The photos in this book show how Indigenous people stuck together and persevered during those difficult times.

(Penguin Random House Canada)

Leaf: Lettuce, Greens, Herbs, Weeds by Catherine Phipps

Archer said this next title is a "beautiful cookbook."

It features 120 recipes showing the versatility of edible leaves of all kinds.

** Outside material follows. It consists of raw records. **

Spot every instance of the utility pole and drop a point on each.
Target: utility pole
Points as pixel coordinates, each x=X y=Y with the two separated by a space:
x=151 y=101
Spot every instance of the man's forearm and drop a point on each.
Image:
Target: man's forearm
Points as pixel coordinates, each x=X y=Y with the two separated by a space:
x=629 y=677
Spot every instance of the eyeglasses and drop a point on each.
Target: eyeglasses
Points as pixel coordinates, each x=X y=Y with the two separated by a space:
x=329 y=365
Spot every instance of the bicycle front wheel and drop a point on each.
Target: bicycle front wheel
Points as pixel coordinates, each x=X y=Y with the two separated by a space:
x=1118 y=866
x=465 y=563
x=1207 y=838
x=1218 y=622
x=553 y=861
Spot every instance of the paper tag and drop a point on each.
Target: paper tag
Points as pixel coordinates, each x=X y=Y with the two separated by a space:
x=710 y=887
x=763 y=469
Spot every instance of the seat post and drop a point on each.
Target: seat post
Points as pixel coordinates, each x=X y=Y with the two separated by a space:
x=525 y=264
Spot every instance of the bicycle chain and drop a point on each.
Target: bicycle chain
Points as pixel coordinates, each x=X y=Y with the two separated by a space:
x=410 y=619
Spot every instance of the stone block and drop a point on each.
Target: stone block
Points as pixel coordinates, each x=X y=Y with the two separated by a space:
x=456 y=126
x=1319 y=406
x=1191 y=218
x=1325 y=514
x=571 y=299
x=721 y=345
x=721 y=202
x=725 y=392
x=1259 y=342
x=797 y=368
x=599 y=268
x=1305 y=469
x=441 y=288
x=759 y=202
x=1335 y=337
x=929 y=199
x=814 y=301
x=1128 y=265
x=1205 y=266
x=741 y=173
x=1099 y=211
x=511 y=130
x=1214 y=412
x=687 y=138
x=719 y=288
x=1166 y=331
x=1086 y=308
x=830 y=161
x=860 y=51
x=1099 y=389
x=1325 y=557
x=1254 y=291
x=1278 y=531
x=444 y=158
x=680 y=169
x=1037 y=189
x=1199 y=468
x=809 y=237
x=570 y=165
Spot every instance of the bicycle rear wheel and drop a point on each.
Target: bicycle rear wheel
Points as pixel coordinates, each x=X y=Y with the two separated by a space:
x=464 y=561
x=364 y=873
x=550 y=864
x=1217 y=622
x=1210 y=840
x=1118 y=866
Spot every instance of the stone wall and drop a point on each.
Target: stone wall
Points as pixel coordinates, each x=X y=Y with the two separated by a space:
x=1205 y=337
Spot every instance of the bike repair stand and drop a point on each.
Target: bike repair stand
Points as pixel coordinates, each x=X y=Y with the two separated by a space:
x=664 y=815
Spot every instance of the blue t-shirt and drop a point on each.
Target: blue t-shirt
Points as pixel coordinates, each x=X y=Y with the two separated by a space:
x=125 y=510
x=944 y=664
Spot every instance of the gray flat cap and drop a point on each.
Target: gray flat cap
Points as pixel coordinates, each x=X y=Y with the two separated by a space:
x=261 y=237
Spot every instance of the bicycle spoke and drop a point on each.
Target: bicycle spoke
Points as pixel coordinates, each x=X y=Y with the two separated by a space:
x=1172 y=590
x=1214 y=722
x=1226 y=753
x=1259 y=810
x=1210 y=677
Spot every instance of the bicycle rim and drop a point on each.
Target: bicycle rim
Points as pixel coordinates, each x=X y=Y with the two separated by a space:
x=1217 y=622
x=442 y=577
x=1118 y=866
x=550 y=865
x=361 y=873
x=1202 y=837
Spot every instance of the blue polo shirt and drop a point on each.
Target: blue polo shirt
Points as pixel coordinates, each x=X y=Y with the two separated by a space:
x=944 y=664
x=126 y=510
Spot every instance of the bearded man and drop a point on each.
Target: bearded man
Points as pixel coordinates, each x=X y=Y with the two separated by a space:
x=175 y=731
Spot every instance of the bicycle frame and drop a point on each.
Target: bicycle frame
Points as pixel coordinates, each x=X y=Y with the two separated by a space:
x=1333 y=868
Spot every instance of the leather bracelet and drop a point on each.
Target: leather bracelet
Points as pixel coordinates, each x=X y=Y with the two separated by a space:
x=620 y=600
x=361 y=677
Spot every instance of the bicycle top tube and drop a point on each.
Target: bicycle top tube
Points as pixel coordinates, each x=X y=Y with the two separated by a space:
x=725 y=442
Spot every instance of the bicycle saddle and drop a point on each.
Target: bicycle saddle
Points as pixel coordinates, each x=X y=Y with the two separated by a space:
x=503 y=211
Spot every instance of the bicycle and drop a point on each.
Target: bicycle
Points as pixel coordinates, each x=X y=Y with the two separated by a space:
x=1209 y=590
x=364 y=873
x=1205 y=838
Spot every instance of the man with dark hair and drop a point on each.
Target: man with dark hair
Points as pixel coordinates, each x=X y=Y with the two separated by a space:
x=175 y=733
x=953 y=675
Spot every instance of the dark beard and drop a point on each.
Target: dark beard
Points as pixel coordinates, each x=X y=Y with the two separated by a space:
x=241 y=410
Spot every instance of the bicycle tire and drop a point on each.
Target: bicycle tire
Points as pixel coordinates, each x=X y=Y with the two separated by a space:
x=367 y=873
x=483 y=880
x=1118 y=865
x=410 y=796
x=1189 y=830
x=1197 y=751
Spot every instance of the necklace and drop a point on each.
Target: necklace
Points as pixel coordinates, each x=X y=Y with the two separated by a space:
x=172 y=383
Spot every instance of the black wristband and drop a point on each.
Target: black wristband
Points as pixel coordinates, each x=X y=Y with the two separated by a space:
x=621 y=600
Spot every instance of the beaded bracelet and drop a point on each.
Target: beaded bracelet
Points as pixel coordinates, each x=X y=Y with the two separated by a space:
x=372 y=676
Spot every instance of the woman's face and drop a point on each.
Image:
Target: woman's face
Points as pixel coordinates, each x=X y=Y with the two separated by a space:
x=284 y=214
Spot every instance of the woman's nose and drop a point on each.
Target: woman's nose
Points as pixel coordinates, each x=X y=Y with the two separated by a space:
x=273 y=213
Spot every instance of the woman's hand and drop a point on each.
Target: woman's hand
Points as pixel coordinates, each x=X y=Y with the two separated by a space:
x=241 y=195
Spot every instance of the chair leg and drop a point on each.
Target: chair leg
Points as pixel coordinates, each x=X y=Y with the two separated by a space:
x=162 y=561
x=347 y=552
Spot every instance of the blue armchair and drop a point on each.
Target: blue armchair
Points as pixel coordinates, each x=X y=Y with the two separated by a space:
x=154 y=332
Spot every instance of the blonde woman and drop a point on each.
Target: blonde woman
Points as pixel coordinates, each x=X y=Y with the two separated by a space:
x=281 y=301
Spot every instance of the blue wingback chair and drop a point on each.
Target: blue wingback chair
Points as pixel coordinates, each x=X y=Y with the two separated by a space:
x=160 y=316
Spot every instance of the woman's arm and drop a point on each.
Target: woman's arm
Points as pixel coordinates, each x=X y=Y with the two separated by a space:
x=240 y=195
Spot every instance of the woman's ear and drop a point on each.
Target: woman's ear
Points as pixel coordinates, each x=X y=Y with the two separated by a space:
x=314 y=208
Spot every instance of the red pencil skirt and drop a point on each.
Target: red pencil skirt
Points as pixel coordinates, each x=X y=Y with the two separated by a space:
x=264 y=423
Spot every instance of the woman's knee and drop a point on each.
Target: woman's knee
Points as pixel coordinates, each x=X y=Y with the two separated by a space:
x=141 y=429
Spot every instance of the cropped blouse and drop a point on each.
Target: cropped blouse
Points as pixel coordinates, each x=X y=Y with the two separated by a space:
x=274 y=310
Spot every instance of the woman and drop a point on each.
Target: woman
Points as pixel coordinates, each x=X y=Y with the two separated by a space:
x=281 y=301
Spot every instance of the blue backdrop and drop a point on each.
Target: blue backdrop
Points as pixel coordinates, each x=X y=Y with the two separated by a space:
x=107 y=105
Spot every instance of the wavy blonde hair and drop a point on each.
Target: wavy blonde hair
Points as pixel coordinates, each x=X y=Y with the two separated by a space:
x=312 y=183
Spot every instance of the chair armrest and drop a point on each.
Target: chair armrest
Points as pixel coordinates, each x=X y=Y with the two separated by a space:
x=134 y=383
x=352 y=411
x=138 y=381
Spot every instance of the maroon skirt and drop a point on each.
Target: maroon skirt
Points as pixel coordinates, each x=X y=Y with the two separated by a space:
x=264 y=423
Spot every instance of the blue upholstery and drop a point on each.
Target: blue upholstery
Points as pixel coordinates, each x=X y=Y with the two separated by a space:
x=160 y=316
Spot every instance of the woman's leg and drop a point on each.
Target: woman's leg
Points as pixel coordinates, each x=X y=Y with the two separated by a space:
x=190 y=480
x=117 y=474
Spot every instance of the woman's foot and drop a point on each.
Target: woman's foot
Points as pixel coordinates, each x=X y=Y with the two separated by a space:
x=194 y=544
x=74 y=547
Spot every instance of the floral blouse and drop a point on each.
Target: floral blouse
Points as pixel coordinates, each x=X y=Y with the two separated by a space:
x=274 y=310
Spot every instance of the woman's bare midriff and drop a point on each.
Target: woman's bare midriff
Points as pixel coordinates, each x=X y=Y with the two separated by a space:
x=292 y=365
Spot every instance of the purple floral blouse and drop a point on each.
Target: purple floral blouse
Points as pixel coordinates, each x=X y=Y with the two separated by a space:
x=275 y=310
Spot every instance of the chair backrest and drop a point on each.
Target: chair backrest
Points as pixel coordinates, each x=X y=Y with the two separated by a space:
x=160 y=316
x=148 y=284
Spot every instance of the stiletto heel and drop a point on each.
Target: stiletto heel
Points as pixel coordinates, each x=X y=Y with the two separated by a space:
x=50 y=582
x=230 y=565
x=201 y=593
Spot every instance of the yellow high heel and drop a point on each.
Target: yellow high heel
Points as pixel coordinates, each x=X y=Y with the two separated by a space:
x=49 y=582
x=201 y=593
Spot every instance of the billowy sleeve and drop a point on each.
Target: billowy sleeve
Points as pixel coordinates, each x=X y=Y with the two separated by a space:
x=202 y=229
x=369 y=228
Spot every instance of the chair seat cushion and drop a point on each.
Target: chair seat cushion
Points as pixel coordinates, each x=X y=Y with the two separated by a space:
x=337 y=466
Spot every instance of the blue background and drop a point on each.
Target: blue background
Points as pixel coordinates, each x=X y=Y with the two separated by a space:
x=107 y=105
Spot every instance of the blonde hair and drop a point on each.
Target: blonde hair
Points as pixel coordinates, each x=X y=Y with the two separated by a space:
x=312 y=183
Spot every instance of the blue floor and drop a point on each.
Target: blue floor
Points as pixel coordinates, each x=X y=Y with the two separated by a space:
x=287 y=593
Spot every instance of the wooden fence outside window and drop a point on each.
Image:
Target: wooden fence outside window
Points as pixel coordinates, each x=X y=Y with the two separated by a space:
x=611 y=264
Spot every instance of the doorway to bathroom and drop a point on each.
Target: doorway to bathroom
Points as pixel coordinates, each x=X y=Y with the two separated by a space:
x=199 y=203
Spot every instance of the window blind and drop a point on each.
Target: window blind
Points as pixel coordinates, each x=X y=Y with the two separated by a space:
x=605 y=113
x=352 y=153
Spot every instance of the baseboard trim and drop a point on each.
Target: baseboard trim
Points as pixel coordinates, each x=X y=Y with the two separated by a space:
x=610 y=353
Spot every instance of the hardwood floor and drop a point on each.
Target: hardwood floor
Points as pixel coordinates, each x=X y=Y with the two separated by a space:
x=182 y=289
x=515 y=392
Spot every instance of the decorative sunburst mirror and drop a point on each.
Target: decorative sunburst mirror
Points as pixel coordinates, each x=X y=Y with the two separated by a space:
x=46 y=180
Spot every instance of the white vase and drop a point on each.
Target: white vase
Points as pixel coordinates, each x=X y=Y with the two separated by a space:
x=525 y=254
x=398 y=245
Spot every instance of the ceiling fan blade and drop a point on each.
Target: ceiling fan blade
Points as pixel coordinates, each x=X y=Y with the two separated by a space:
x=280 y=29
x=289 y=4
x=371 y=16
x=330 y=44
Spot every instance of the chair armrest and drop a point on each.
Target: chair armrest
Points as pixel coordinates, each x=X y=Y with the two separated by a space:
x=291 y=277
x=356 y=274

The book covers a wide range of meals from soups and salads to brunches and desserts.

(Quadrille Publishing/Chronicle Books)

Penguin Random House/Quadrille Publishing/Chronicle Books

For the sci-fi fans

Radicalized by Cory Doctorow

Radicalized features four novellas that explore social, technological and economic visions of America's present and what it could be like in the near future.

One of the stories, Wilson said, imagines a future where your toaster can only toast a certain kind of bread — forcing you to buy one for white bread, and another for other varieties. 

In another, a superhero-like figure attempts to take on corrupt police forces, only to find that his efforts end up harming the very people he wanted to help.

(Macmillan Publishers)

Crow Winter by Karen McBride

This pick is for anyone who enjoys both fantasy and Indigenous stories, Wilson said. 

Crow Winter follows a young woman who moves home to her First Nation reserve after her father dies, only to discover forces on her father's property that cross the boundaries between this world and the next.

(HarperCollins Canada)

Macmillan Publishing

People who like to get around by non-motorized means

A Walking Life by Antonia Malchik

Archer's first pick for this category is all about "anecdotes of the power of walking in our lives."

The author laments how a car-centric culture and the endless drive for productivity and efficiency has led to the rise of a sedentary lifestyle across North America. 

Malchik shows how walking is "such a rudimentary act of reclamation," said Archer. "It's clean, it's beneficial, it's empowering and it's spiritual."

(Hachette Book Group)

In Praise of the Bicycle by Marc Augé

Part personal memoir, part call-to-action, this 93-page book takes the reader on a journey through our cities and into the role cycling plays in our lives.

In Praise of the Bicycle is a "delightful little book," said Archer.

"This is a manifesto on cycling by an anthropologist."